A test-bed for Langmuir wave turbulence modeling of stimulated Raman backscatter

Abstract

Stimulated Raman backscatter (SRS) may incorporate several, qualitatively different regimes of Langmuir wave dynamics, as it grows convectively in space. These typically include a strictly linear regime at the far end of the plasma from the laser, where SRS comes up from thermal Langmuir wave fluctuations; which may progress to a regime where the primary SRS daughter Langmuir wave is unstable to the Langmuir wave decay instability (LDI); and perhaps to a regime of strong Langmuir wave turbulence (SLT). The accurate description of the spatial transition between these regimes, which may involve large Langmuir wave correlation lengths, is a great challenge for turbulence modeling. In this paper a highly idealized model of SRS in periodic geometry is introduced which allows for the presence of a unique Langmuir wave regime for a given set of physical parameters, and therefore presents the minimal challenge for a turbulence model.
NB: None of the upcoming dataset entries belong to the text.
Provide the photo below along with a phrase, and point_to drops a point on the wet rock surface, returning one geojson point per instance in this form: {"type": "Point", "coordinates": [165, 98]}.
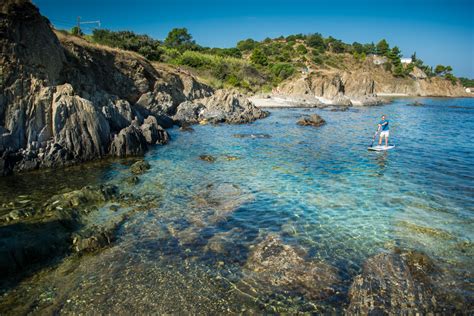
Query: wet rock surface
{"type": "Point", "coordinates": [66, 100]}
{"type": "Point", "coordinates": [275, 264]}
{"type": "Point", "coordinates": [71, 222]}
{"type": "Point", "coordinates": [207, 158]}
{"type": "Point", "coordinates": [312, 120]}
{"type": "Point", "coordinates": [402, 282]}
{"type": "Point", "coordinates": [257, 135]}
{"type": "Point", "coordinates": [140, 167]}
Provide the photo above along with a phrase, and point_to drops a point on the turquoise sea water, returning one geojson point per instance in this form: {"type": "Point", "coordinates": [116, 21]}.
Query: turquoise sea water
{"type": "Point", "coordinates": [319, 189]}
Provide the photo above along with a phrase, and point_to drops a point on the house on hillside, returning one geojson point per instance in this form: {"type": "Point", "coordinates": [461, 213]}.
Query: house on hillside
{"type": "Point", "coordinates": [406, 60]}
{"type": "Point", "coordinates": [378, 60]}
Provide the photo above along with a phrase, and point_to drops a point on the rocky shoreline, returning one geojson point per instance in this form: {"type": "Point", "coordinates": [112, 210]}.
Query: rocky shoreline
{"type": "Point", "coordinates": [66, 101]}
{"type": "Point", "coordinates": [399, 281]}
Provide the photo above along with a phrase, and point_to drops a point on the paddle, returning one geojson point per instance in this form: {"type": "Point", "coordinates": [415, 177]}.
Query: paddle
{"type": "Point", "coordinates": [373, 140]}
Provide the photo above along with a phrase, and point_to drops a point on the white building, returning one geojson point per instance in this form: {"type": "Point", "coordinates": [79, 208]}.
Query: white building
{"type": "Point", "coordinates": [406, 60]}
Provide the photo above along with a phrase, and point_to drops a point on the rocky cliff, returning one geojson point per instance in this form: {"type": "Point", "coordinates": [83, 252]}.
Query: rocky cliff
{"type": "Point", "coordinates": [360, 82]}
{"type": "Point", "coordinates": [64, 100]}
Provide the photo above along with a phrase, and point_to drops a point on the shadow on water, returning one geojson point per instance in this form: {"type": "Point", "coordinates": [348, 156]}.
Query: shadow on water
{"type": "Point", "coordinates": [26, 248]}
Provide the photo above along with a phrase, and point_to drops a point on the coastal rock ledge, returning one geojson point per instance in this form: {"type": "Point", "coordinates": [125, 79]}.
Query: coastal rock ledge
{"type": "Point", "coordinates": [64, 100]}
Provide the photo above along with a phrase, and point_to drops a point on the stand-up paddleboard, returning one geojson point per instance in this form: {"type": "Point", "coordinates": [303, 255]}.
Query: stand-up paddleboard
{"type": "Point", "coordinates": [381, 148]}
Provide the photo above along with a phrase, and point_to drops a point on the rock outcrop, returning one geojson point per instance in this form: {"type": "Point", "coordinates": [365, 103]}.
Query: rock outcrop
{"type": "Point", "coordinates": [223, 106]}
{"type": "Point", "coordinates": [400, 283]}
{"type": "Point", "coordinates": [361, 83]}
{"type": "Point", "coordinates": [64, 100]}
{"type": "Point", "coordinates": [277, 265]}
{"type": "Point", "coordinates": [312, 120]}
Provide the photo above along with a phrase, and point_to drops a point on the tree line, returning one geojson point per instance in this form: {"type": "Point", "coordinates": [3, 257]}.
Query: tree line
{"type": "Point", "coordinates": [266, 62]}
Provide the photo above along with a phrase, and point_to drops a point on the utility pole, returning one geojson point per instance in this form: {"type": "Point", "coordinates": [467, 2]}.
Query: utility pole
{"type": "Point", "coordinates": [79, 24]}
One- and two-dimensional simulations of this SRS model, which allows for LDI and SLT as described by Zakharov’s model of nonlinear Langmuir wave dynamics, are compared with the predictions of a recently introduced turbulence model, and quantitative agreement is obtained, without the use of any ad hoc parameters, for the SRS reflectivity and correlation length, and Langmuir and acoustic wave energy densities, over an order of magnitude variation of SRS growth rate and ion acoustic damping rate.